At the same time, my child was becoming a toddler and I started to directly practice with her what I was learning : speaking Arabic as much as possible (starting with very simple descriptive sentences and increasing as I was learning), reading aloud Arabic children books every day, playing in Arabic, listening to Arabic through audiobooks and cartoons.
Quick tip: to remind me of some vocabulary or sentences structures, I was placing notes in every room of our home and even taking a note in my pocket for vocabulary at the park, in the street or at the grocery stores.
I was learning new words and expressions from my textbook. Then, I was finding them in my child’s books. Then, I was listening to them in a cartoon. And finally, I was using them when talking to my child in our daily life.
In my brain, it was like a “puzzle” that was being completed. It made me really understand the importance of practicing the 4 skills of the language to effectively acquire it : reading, writing, listening and speaking.
Use Arabic in your every day life as much as you can! Don’t let it just in your notebook after your Arabic lesson/class!
3) It is just the beginning of a journey :
Now, my child is 4 years old and she is a French-Arabic bilingual, experiencing a third language acquisition since we moved to an English-speaking country. We speak two languages (French and Arabic) at home and it became natural.
She speaks Arabic to my husband (who speaks Arabic to her) and her Arabic-speaking relatives and she speaks French to her French relatives. She is able to differentiate both languages. Since I mix French and Arabic when I talk to her, she also talks with me in both languages, sometimes in the same sentence!

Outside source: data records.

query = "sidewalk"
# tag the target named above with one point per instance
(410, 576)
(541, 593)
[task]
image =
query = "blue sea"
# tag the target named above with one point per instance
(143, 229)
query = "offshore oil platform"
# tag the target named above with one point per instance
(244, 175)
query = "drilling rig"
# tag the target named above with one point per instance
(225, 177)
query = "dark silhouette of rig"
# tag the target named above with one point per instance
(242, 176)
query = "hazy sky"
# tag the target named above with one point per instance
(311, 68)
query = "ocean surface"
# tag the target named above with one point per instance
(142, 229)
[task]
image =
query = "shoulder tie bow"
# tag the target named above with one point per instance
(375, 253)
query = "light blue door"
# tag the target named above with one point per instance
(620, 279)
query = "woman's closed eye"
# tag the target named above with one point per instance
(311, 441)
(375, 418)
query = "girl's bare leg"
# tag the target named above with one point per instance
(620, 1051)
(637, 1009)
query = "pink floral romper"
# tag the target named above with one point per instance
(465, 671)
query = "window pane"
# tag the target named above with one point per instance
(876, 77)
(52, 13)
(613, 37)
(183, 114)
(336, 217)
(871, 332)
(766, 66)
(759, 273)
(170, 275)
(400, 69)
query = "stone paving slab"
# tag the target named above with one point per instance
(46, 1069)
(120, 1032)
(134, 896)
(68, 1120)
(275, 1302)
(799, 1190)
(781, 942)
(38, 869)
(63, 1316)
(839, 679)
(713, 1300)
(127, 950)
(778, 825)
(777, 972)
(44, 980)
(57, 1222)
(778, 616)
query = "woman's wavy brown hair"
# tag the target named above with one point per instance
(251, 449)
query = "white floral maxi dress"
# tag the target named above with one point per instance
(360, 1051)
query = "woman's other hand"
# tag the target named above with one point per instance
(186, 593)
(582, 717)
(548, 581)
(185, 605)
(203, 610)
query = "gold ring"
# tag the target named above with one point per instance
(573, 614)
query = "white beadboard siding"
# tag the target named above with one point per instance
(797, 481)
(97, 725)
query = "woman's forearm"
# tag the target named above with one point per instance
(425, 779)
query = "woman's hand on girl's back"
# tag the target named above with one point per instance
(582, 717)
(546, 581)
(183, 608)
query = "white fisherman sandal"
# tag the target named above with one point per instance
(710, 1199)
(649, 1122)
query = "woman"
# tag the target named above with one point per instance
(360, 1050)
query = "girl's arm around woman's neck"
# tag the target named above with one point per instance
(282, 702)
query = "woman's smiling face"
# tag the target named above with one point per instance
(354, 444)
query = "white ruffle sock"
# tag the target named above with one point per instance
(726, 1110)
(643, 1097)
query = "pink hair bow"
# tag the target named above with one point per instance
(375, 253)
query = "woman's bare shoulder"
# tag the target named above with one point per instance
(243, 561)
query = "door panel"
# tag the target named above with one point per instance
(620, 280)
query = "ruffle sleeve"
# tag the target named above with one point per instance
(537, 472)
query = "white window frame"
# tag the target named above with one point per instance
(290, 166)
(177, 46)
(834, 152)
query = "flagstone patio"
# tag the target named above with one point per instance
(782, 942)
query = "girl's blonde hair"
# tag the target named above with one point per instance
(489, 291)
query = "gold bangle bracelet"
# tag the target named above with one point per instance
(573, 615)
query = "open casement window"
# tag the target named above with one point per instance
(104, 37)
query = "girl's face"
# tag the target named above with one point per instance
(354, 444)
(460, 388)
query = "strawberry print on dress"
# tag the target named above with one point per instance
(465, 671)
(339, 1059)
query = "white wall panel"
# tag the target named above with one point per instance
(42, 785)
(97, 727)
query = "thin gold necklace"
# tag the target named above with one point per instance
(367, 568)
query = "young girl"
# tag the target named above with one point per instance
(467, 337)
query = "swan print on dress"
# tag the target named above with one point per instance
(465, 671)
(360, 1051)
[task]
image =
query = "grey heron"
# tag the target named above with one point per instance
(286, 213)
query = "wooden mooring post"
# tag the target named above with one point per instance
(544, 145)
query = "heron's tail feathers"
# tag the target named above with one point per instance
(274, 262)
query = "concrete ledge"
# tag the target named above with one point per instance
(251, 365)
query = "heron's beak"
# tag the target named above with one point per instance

But this is not a problem: here are answers to some concerns that are commonly expressed by parents and child care professionals about bilingual acquisition in early childhood.
I can speak Arabic in my daily life with my daughter. I am able to understand simple texts and children books without the vowels (“harakats”) if I already know the vocabulary.
It’s bigger than I expected when I started my Arabic learning several years ago – alhamdulillAh!
But, that’s just the beginning of a journey. I still have some periods in which I don’t really learn new Arabic but, at least, I have my daughter that always makes me use Arabic daily and improve what I previously learnt.
I have to pursue my efforts since my daughter is growing up, wanting to discover more and more and since she is developing her language skills.
4) UPDATE 2020:
Our child is almost 9 years old (grade 3) and we have been homeschooling since grade 1. One of our main reasons for homeschooling is the preservation of her Arabic in shaa Allah. We try to balance our 3 languages (Arabic, French, English) but I have accepted that there is no perfect balance and that’s ok. Our main instruction language is English (major language of our current residential province) and we integrate Arabic in our homeschool’s daily routine through reading stories, copywriting, audio stories, composition and dictations. She also helps us creating content and record videos and audios for Arabic Seeds, which maintains a good level of practice alhamdulillah.
Alhamdulillah we were blessed with a second child this year – maa shaa Allah, Allahi baarik – and I am happily doing it all over again (and now he has a big sister who speaks Arabic with him as well): talking as much as possible in Arabic to him, reading Arabic children books, playing in Arabic, repeating rhymes to him.
Now it’s your turn!
Don’t wait until your kids reach the school age to make them live and learn Arabic!